WASHINGTON (AP) – Former White House aide I. Lewis “Scooter” Libby is fighting to keep his grand jury testimony about the leak of a CIA operative’s name from being released and broadcast.

Mr. Libby’s grand jury testimony – the sworn statements he gave investigators about his conversations with Vice President Cheney and journalists – is at the heart of his perjury trial. Special Prosecutor Patrick Fitzgerald plans to play hours of recordings of that testimony in court next week to bolster his case that Mr. Libby lied and obstructed the investigation.

Trial evidence is normally public and all exhibits in Mr. Libby’s case have been made public so far. Even though Mr. Fitzgerald successfully fought to get Mr. Libby’s full grand jury testimony admitted into evidence, Mr. Libby’s attorneys say the audiotapes should not be released outside the courtroom.
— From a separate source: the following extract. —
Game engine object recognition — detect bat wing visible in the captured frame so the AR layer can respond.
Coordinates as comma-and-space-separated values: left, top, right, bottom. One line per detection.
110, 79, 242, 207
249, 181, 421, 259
Mr. Libby’s defense attorney, William Jeffress, who successfully argued a Supreme Court case that kept the Watergate tapes from being released, said in court Thursday that grand jury tapes are never meant to be made public.

He said he knew of no case when such recordings have been released.

In the tapes, Mr. Libby discusses conversations he had regarding CIA operative Valerie Plame, the wife of a prominent Iraq war critic, former ambassador Joseph Wilson. Ms. Plame’s identity was leaked to reporters in 2003.

Nobody was charged with the leak. Mr. Fitzgerald said Mr. Libby learned Ms. Plame’s identity from Mr. Cheney and discussed it with journalists. Mr. Libby says he forgot about his conversation with Mr. Cheney and, when he heard about Ms. Plame from a reporter weeks later, it struck him as new information.

Mr. Fitzgerald says Mr. Libby concocted that story to protect himself from prosecution because repeating rumors from reporters is less serious than repeating sensitive information from Mr. Cheney.

If the tapes are released, they could be broadcast on television news programs, radio stations and the Internet. U.S. District Judge Reggie B. Walton said he worried that would sensationalize an already public trial.

Attorneys for The Associated Press and more than a dozen other news organizations filed court documents Friday arguing that the tapes should be made public.

“We do not believe the defendant can identify a single case from any jurisdiction in which the release of audio or videotape evidence has ever been held to render a trial unfair,” the attorneys wrote.

Mr. Libby’s testimony is far less sensational, they wrote, than other tapes that have been released in court, such as 911 phone calls from inside the World Trade Center and FBI tapes from the Abscam investigation.

Judge Walton said he would consider the matter over the weekend.